Friday, December 31, 2010

The Winklevosses vs. Facebook

The New York Times has a good story on the business page about the Winklevoss twins and their effort to unwind the settlement they reached with Facebook.They claimed that they were deceived about Facebook's value when they signed the deal, and they are owed more than they got.

I am of two minds about this. On the one hand, as a legal matter, it's pretty technical, and depends on who said what to whom and when. I don't think all the emails and text messages have been disclosed and heaven knows what the legal requirements would have been on disclosure at the time the settlement was being hammered out. The twins may have a point. The article states,

"Yet days before the settlement, Facebook’s board signed off on an expert’s valuation that put a price of $8.88 on its shares. Facebook did not disclose that valuation, which would have given the shares a worth of $11 million. The ConnectU founders contend that Facebook’s omission was deceptive and amounted to securities fraud."
Well, who knows. Maybe it is.

But plainly the moral question is being raised again. "The principle is that Mark stole the idea," says one of the twins. And this is where my sympathies tend to go to Mark, for the simple reason that none of these guys invented the concept of a social network or using the Web to construct one, and even if they did, that's no reason for any of them to have exclusive control over those ideas. Those ideas were in the air at the time. So soon we forget! Friendster had almost two million members by October of 2003, and all the social complexities of when to accept friend requests and when to deny them were already the stuff of social discourse (see this Crimson column from the time, "Not a Friendster of Mine," for example). People "steal" other people's ideas all the time; that's the way the process of invention and discovery proceed. The people who succeed are the people who work at implementing the ideas. Bill Gates did not invent microcomputer operating systems, or word processors, or spreadsheet software either; that doesn't make him a thief.

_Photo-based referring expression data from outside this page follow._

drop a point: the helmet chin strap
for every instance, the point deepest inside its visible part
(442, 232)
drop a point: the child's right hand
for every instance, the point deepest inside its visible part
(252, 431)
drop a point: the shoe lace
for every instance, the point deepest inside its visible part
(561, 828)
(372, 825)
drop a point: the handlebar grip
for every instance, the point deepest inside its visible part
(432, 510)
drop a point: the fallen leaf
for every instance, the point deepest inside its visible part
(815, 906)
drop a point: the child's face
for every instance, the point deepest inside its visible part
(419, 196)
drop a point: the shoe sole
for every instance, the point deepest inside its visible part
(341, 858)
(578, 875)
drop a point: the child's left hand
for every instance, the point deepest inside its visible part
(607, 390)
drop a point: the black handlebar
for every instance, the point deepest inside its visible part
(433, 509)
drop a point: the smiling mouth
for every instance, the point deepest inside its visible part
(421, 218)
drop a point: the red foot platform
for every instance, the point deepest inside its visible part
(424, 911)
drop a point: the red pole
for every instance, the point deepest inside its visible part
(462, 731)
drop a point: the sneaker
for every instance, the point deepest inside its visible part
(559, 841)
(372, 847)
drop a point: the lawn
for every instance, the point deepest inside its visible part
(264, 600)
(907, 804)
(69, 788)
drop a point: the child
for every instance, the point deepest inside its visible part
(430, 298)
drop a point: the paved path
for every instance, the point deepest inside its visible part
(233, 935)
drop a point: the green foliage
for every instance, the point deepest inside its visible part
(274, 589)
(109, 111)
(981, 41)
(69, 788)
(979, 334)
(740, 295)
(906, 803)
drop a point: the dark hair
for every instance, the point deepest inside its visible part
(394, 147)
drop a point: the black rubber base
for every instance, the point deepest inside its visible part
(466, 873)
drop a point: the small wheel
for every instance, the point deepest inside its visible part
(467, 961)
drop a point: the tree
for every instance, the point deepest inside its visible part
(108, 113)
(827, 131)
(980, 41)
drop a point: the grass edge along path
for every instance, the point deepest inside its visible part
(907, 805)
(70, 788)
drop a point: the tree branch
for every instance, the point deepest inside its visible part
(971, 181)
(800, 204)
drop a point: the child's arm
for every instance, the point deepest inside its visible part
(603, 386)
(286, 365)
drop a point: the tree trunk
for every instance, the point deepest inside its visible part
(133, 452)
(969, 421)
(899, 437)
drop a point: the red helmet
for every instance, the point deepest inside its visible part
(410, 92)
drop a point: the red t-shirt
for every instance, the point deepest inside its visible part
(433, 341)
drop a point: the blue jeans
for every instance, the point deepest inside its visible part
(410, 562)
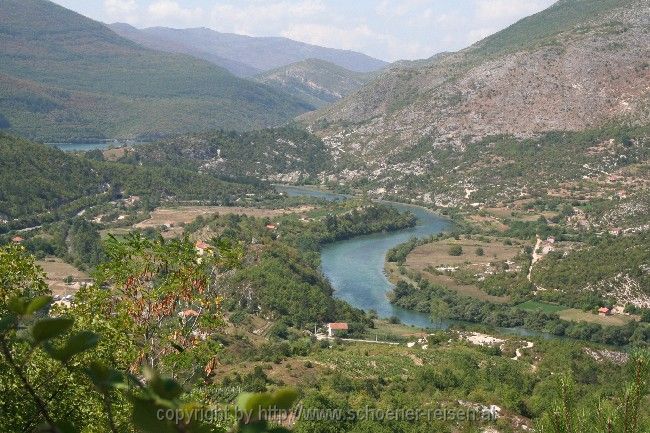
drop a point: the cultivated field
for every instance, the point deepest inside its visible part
(576, 315)
(436, 255)
(173, 217)
(57, 271)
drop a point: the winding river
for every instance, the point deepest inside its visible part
(355, 267)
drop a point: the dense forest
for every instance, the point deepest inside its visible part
(39, 183)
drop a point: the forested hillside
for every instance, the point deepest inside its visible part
(315, 81)
(567, 73)
(39, 183)
(288, 154)
(244, 55)
(65, 76)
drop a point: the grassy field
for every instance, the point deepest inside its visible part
(541, 306)
(57, 271)
(436, 255)
(576, 315)
(187, 214)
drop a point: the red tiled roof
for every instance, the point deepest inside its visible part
(188, 313)
(338, 326)
(201, 245)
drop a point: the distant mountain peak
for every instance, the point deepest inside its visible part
(244, 55)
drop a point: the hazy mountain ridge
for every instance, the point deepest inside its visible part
(63, 75)
(576, 66)
(286, 154)
(315, 81)
(243, 55)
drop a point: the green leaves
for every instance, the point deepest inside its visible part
(47, 329)
(166, 389)
(259, 406)
(105, 378)
(26, 307)
(74, 345)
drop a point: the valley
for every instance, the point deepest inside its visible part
(205, 231)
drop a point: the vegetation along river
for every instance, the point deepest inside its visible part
(355, 267)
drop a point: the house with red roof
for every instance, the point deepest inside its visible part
(337, 326)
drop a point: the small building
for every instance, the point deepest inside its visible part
(201, 247)
(339, 326)
(186, 314)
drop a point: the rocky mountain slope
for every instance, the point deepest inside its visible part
(63, 76)
(243, 55)
(578, 66)
(315, 81)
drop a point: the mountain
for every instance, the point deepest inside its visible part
(63, 76)
(40, 183)
(315, 81)
(154, 42)
(443, 129)
(243, 55)
(286, 154)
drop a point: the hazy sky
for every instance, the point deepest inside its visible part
(386, 29)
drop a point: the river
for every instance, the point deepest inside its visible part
(355, 267)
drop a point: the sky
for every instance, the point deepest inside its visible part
(386, 29)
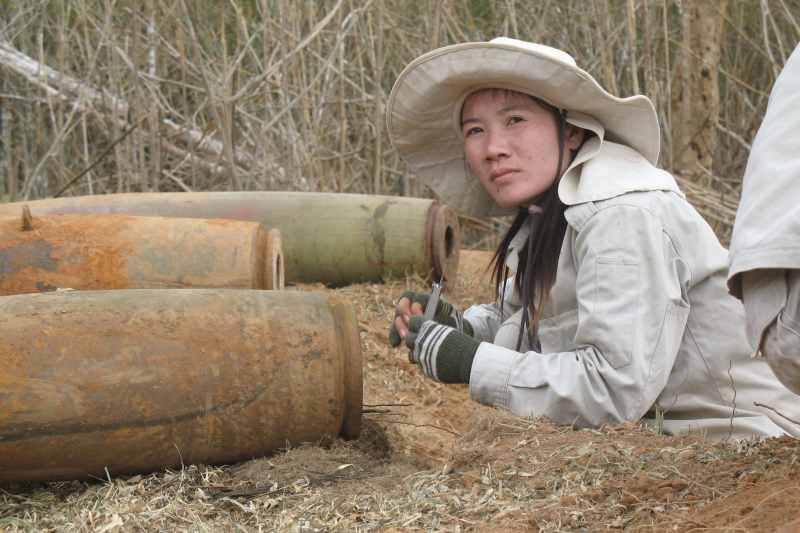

As it happens, I had the sense in January of 2004, before Facebook was incorporated, that Zuckerberg was going to do something in the way of a social networking site, because he put me at the center of a prototype, "Six Degrees to Harry Lewis," in which the links were between people mentioned in the same story in the Harvard Crimson. David Kirkpatrick mentions this in his book about Facebook. (Mark asked me politely--I knew him already because he took the undergraduate CS theory class from me--if I would mind if he made the site public. He wanted to put me at the center of the network because I had been mentioned in a lot of Crimson stories. My response? "Sure. Seems harmless.")

Though it viewed Harvard through a distorted lens, I actually liked The Social Network (the movie) because of the way it toyed with this business of the movement and growth and execution of ideas, and when echoing an idea constitutes theft and when it is is the ordinary commerce in the gift culture that nurtures creativity. To complicate things, the movie throws in a scene in which Zuckerberg seems to be dishonest with his business partner, misrepresenting some documents he is asking him to sign. This is designed to make the viewer skeptical about Zuckerberg's integrity, but whether not this even happened has nothing to do with whether Zuckerberg "stole" the Winklevosses' idea. I tend to think he didn't.


  1. I first encountered Facebook at UCSB, when it was still a university-only thing. It was explained to me roughly this way: "It's like a live yearbook that anybody can update any time."

    Facebook was so grounded in college life that there was lots of skepticism and blowback when Mark opened its services to the world. But obviously this was a good idea. It was also not the Winkelvoss's idea. Facebook's success today is owed almost entirely to work done in the years since the service expanded beyond the college setting that Mark and the Winkelvoss brothers shared. And, as Larry Lessig makes clear here --,1 -- to the Internet itself.

    I don't know if Larry Summers actually said to the Winkelvosses what his character said in the Social Network script, but for me it was the best moment in the movie. Basically he told them to stop whining and move on. If they have a good business idea, go make it happen.

    They still have that opportunity, at least while the Internet is still open and free.

    Doc Searls

  2. Thanks for this interesting historical take, though it's a shame you ended on such a whimper:

    "...whether Zuckerberg "stole" the Winklevosses' idea. I tend to think he didn't."

    As you (nearly) pointed out, you can't "steal" ideas anyhow -- and not just in the academic "theft vs. infringement" sense. You can't even so much as "infringe" on an idea because you can attain neither copyright nor patent to it (overly broad business method patents not withstanding, but that's neither here nor there for this story). If there's a protected IP category of "idea" that'd be news to me.

    I can't fathom how the twins were able to squeeze a dime out of Facebook. It still makes me a little sick just thinking about it, and frankly, I couldn't care less about Facebook or Zuckerberg.

  3. Thanks for the comments, and thanks to Phil Malone for pointing people here. I I was using "steal" not in its legal meaning -- more in the sense a guy will complain that another guy "stole" his girlfriend. I tend to think (yes, I am hedging) that the Winklevosses' claim has about as much moral foundation. IANAL so I haven't a clue about the legal claim.

    One of the difficulties I face when sorting this out is that I admire humility. I always root for the guy who will tell you it is not about him. I love sports and hate endzone celebrations. My sympathies always go to the guy whose response to anything is to give credit to the team or to those who went before. I search this tale in vain for such a character, not that that makes it different from almost any other modern drama.